Ties to politicians and lobbyists
Take Sharon Dionne, the OLT adjudicator who oversaw our community’s case against KingSett. Prior to joining the tribunal, she spent over a decade working for developers and also served as a regional chair of BILD, a developer lobby group. Dionne donated thirty times to the federal Conservatives before she was appointed to the OLT.
These sorts of connections are common.
OLT appointee Gordon Driedger is also listed as a trustee with real estate investor Skyline Retail REIT.
Ashley Mason worked in senior positions at large real estate companies prior to joining the OLT.
Neil Rodgers is a past president of a powerful developer lobby group.
OLT members with connections to the federal and provincial conservatives include a former aide to Jim Flaherty and Joe Oliver, a former Conservative Party candidate, and a close personal friend of former PC leader Patrick Brown. And the OLT’s chair, Michael Kraljevic, was reportedly high school football teammates with Doug Ford.
The OLT declined to comment while KingSett and the individuals listed above did not respond to our requests for comment.
It’s become clear to our community that this process is not designed for community participation. Instead, it’s designed to enrich developers. Fighting this battle according to the formal rules was a waste of our time.
We decided to take the fight directly to KingSett.
Shifting strategies of resistance
Direct action against developers emerged as a key strategy for many housing organizations, including 230 Fightback, a grassroots group that’s been sparring with KingSett for years in the downtown east.
Parkdale Housing Justice Network decided to join forces with other organizers to directly confront developers and capital.
Last spring, armed with a letter outlining our demands and a “Parkdale is not for sale” banner, we entered Scotiabank Plaza downtown, home to KingSett’s HQ.
Members of our group were tackled by security. Undeterred, we unfurled our banner and successfully blocked the elevators. We gave out leaflets and chanted for housing justice. For a brief moment we transformed the Scotiabank Plaza into a site of resistance.
KingSett consented to meet with our representative, who hand-delivered our list of demands to their Chief Asset Management Officer.
This protest took place against a backdrop of shifting market conditions, as condo prices in Toronto were crashing. Today, luxury condos once slated for development in Parkdale are now being planned as rentals. Developers like KingSett are now sitting on empty lots with no profit in sight.
Conditions are ripe for change.
In March of this year, we returned to Scotiabank Tower with the same message: “Parkdale is (still) not for sale.”

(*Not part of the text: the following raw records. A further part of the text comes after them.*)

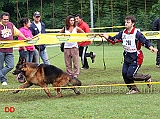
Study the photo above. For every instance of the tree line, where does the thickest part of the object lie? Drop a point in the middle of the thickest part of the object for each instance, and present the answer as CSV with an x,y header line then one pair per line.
x,y
106,13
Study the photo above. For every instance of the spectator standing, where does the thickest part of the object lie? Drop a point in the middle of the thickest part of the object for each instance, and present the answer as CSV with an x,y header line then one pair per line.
x,y
156,27
83,46
71,52
7,31
38,27
25,51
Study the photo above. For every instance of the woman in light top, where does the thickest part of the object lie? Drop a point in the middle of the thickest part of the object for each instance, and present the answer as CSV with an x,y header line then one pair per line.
x,y
71,52
25,51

Construction on KingSett’s condo at King and Cowan shows no signs of breaking ground, and we intend to make every phase of this project as difficult as possible.
As the OLT continues to override local democracy, communities are increasingly abandoning a process they see as stacked against them. Instead, they are turning to direct confrontation with the developers themselves.
It started with a petition, but that’s not where this story ends.